I think that it is fair to say that Lew is right, that this is a
large Embassy, because of all that we ask you to do. Certainly with
respect to the partnership and the friendship of our two countries,
there is just an enormous agenda that you are working on. And I am
grateful that Lew Lukens is here leading this mission. For my first two
years in office, he literally went everywhere with me because he was
responsible for every trip I took. So we’ve been in airplanes,
helicopters, cars, boats. You just think of a form of transportation –
donkeys. (Laughter.) I mean, it’s been an amazing experience. But I’m
glad to see Lew in one place, putting to work his extraordinary
diplomatic skills.
I also want to thank your DCM, Robert, I just saw outside. There you
are. Thank you so much. We really appreciate all that you do to make
this mission a success.
I want to introduce Assistant Secretary Johnnie Carson. For those of
you who don’t known him, Johnnie does – (applause) – an enormous amount
of work every single day, and I’m so pleased to have him as someone I
can rely on and count on. And I am very much dependent upon his good
judgment about how we navigate through both the opportunities and the
challenges that we face.
It’s great to see what Senegal is doing and the extraordinary example
it sets with its successful presidential elections and the smooth,
peaceful transfer of power. I know this is principally a credit to the
people of Senegal, but many of you played an important role. In the
months leading up to the election, you traveled around the country
educating Senegalese citizens about the electoral process, encouraging
women and young people to vote, helping civil society groups ensure that
the election would be free and fair. And when the day came, all that
hard work really paid off as we saw democracy in action at 11,000
polling stations around the country.
We were especially pleased – and I’ll be honest, relieved – because
we’ve invested a lot in our relationship in the last several years – a
$540 million Millennium Challenge Compact, the USAID projects that are
essential.

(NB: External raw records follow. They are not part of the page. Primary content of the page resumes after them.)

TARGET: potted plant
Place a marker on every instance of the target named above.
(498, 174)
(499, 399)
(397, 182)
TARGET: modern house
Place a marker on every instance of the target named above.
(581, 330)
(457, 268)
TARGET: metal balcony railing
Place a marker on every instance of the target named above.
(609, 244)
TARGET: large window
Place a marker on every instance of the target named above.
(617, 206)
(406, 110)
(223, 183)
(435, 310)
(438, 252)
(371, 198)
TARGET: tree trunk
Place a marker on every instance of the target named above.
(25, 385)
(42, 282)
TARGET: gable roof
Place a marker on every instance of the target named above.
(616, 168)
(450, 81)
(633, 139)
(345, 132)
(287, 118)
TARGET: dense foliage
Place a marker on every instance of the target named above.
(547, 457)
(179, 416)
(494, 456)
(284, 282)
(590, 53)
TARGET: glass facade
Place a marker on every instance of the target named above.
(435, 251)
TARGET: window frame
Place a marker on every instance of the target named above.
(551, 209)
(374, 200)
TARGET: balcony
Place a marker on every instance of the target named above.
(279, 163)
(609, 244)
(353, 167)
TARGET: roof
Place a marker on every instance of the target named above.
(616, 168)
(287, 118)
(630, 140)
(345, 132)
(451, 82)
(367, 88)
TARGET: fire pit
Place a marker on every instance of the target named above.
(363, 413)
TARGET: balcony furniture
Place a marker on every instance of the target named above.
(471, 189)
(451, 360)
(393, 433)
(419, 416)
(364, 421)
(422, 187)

We are really committed to doing everything we can, and I
have been very impressed with the beginning of President Sall’s
administration, in his goals, and we’re looking for even more ways that
we can help him.
This is an exciting time to be working here in Senegal, and I want to
thank everyone at this mission – obviously, our State Department and
USAID, Foreign Service and Civil Service, CDC, DOD, everybody who’s part
of this whole-of-government team. And I’m particularly pleased that you
will soon be working in your new LEED Gold Certified Embassy compound,
the first such building in Africa. (Applause.)
But it’s not only what you do during your so-called workday, which is
often a very long day indeed, but you’re still looking for ways to help
after you’re finished. Your 5K Fun Run and Walk raised critical money
for insecticide-treated bed nets. I passed out some of those today at
the health center. Your green team is literally cleaning the streets of
Dakar. By helping Senegal restart the Dakar Half Marathon, you raised
$10,000 for girls’ education.
And I want to say a special word of thanks to the locally employed
staff. Will all the locally employed staff please raise your hands?
(Applause.) I know you are the heart and soul of this mission, because,
after all, ambassadors and DCMs and Secretaries of State come and go,
but you’re the memory bank, you’re the nerve center, you are the people
who are always there providing continuity. I appreciate so much what you
do.
And so on behalf of President Obama and myself and everyone in this
Administration, I know this is a quick trip, I have to cover a lot of
ground, and I’m not as worried about Senegal as I am about other places
now. (Laughter.) So we have to go to South Sudan, just to name one, and
see what’s happening there and try to see what the United States can do
to help. But I know that this mission and your work is truly important.
And I hope you do get to take a deep breath after you finally send me
off to my next stop and you don’t have to worry about me and my
delegation. But even as we go, I hope you know that our thoughts and
best wishes remain with you and your families, and we’re just very proud
of the work you do every single day.